Non-EU nationals wanting to work in Spain will need to obtain a residence visa and work permit. There are two main types of work permits in Spain, the Cuenta Ajena, for those who have an employment contract with a specific company, and the Cuenta Propia, for those who are self-employed or freelance workers.
The Cuento Ajena work permit application is generally undertaken by the hiring company. Once a job has been secured and a contract has been negotiated, the employer will request certain documents from the prospective employee and will submit a work permit application to the Spanish Ministry of Labour on their behalf.
After the work permit is approved, the Spanish government will send the expat a copy of the application, with the official stamp of the office responsible for their permit. Next, the applicant needs to collect all the documents required to apply for a work and residence visa, and submit them to their nearest Spanish embassy. Expats should keep in mind that many of these documents will need to be translated into Spanish and certified.
Once the work and residence visa is granted, the applicant can then make arrangements to enter Spain within the timeline designated by the visa. Expats are usually granted a three-month entry window.

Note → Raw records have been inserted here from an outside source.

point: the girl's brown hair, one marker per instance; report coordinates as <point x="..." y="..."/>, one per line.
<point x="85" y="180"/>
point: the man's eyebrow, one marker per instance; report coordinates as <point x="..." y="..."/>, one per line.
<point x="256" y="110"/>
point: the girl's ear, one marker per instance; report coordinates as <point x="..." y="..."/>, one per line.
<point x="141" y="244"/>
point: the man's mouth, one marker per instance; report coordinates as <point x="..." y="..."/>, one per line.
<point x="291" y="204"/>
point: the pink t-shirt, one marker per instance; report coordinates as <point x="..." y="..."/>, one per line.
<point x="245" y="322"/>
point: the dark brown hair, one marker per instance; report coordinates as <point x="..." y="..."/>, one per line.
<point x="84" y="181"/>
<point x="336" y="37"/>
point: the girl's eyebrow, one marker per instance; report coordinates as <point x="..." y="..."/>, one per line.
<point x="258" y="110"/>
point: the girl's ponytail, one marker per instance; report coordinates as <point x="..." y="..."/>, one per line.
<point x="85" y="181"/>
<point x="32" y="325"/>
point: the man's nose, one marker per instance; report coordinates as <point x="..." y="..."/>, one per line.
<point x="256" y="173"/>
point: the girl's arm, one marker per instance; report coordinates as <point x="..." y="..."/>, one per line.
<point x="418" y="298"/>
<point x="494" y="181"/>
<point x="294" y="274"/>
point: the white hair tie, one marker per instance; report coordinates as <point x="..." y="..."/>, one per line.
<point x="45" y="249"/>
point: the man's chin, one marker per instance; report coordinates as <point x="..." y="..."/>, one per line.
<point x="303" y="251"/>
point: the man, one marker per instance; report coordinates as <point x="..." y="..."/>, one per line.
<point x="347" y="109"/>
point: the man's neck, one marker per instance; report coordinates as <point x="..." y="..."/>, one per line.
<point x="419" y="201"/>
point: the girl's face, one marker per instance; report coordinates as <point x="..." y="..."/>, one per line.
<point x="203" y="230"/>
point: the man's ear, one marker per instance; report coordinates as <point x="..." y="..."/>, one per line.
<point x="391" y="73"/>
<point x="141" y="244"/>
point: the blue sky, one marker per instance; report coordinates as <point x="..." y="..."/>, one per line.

After arriving in Spain, expats can pick up their work and residence permit card, a simple bureaucratic process that merely requires an application form and passport. The card must be applied for within 30 days of entry at either the Foreign Nationals Office (Oficina de Extranjeros) or at a police headquarters.
Work permits are generally valid for one year and are renewable, provided the expat still meets the original requirements. After five years, expats will be able to apply for permanent residence in Spain.
Those moving to Spain as a dependant or non-worker only need apply for a residence permit, and not a work and residence permit. This permit is largely linked to the validity of the work permit obtained by the applicant’s working partner.